This is fine. It was simply where I was at. Sitting inside a migraine headache thinking about the sorrow I have felt, and especially the pain of last December, when I was in the process of losing my husband to a divorce, my friends to a disagreement, and a family member to a disease. Last year grief assaulted me daily like waves crashing against a person holding onto a slippery wall trying not to get pulled out into the sea. I suppose it is only natural to experience a relapse in the grieving process.
But the word hate struck me. It made me think of the Japanese writer Sei Shonagon, who wrote basically as a courtesan while living in the palace of an Empress around one thousand years ago. I learned about her in a writing class when I read an essay of hers from The Pillow Book.
I didn't get it at the time.
She wrote lengthy lists on silly subjects: hateful things, things that are elegant, how to write letters correctly, etc. etc. It didn't make sense to me. This wasn't rocket science, it wasn't anything revealing or inspiring, it wasn't a confession to a horrible ordeal, a memoir of the major events in her life. It wasn't anything but a close look at the daily occurrences and encounters in her life. It certainly wasn't the key to understanding life's mystery.
Now, of course, I realize it was.
How wonderfully present this woman had to be in order to be completely absorbed in the daily details! How free she must have been while writing this from ruminating and dwelling in the past, from fearing and worrying about the future. Isn't that the real secret to appreciating life? To be able to drink in what is immediately present and to find beauty in simple pleasures?
In honor of Sei Shonagon and in order to counteract the hate filling up yesterday's blog, I now write a list of eleven things I love:
1. I love my sound machine--the noise of artificial rain filling my apartment. It is almost as good but not quite nearly as the sound of real rain falling on the window, the quiet coolness of everything in the world being cleansed from above one drop at a time.

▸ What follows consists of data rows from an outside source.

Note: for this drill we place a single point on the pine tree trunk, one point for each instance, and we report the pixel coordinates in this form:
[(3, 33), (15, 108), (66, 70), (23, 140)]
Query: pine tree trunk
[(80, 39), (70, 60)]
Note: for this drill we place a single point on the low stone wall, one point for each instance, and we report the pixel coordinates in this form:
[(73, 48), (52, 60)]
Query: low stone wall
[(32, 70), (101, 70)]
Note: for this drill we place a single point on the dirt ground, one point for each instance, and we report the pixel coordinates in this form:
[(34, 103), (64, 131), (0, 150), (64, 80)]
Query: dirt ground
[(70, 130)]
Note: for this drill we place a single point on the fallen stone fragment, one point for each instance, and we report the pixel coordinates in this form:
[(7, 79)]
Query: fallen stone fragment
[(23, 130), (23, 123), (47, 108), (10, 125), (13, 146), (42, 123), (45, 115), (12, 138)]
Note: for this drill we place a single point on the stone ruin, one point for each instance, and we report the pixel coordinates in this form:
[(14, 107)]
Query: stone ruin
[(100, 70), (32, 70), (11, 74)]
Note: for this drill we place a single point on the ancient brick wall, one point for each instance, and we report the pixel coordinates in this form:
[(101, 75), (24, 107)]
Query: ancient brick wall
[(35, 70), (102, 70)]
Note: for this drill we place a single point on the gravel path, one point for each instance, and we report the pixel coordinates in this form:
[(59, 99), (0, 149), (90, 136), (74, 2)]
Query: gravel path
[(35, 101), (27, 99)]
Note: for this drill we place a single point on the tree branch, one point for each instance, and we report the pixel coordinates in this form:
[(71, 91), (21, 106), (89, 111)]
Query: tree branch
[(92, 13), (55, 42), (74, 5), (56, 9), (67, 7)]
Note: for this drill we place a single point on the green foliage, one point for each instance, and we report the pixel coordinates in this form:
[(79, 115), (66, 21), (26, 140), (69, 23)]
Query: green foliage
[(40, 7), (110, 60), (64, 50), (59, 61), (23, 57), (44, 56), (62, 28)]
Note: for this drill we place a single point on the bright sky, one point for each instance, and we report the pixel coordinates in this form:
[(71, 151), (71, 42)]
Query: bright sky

2. I love answering the trivia question correctly at Caribou coffee in the mornings. When I answer correctly that Maine is indeed the only state that touches only one other in the U.S. I feel inexplicably satisfied. Ha! Take that big corporation- that will be ten cents off my latte.
3. I love the daily ritual of reading my horoscope--preferably from a real newspaper so I can feel the griminess of newsprint over the prediction of my day.
4. I love opening my mailbox--the anticipation of what will be inside, of how many pieces of mail I get, of whether or not I will have a bill to pay, or whether or not there's junk mail. A good day means no bills, no one to answer to--but a really good day means a letter or better yet, a Christmas photo card, from a friend.
5. I love posting Christmas photo cards on my fridge. I love picking the spot, I love tearing off a little piece of masking tape, I love seeing the new picture every day. I often let the cards stay up until February. One time it was April.
6. I love reading trashy magazines while I run on the elliptical machine. The more gossip about celebrities the better. I never buy People or Cosmo on my own, but I do so love to read it at the gym.
7. I love child's pose best in yoga. My arms stretching out ahead of me, muscles extending along my back, my forehead resting on the floor or the mat, the utter surrender I feel in my shoulders.
8. I love lighting candles and watching them through the evening--the soft scent, soft wax, soft light. Everything feels cozier by candlelight.
9. I love applying eye make-up. I love the careful work of outlining the eye, the decision of color and shading strategy based on time of day and planned activity, the transformation that occurs each day.
10. I love writing with a juicy pen--especially one with a nice gel grip. I love watching my own handwriting appear in loops and messy swirls all over the page. I love the ease of the pen gliding over the paper.
11. I love unexpected friendly encounters with strangers-- the genuine discussion about dogs occurring on the sidewalk near a lake, the sincere conversation about a cashier's two-year-old daughter currently obsessed with Tinker Bell, the shared dismay over sub-zero weather. The simple smiles that brighten up the day.
Turns out there is a lot of love in my life after all.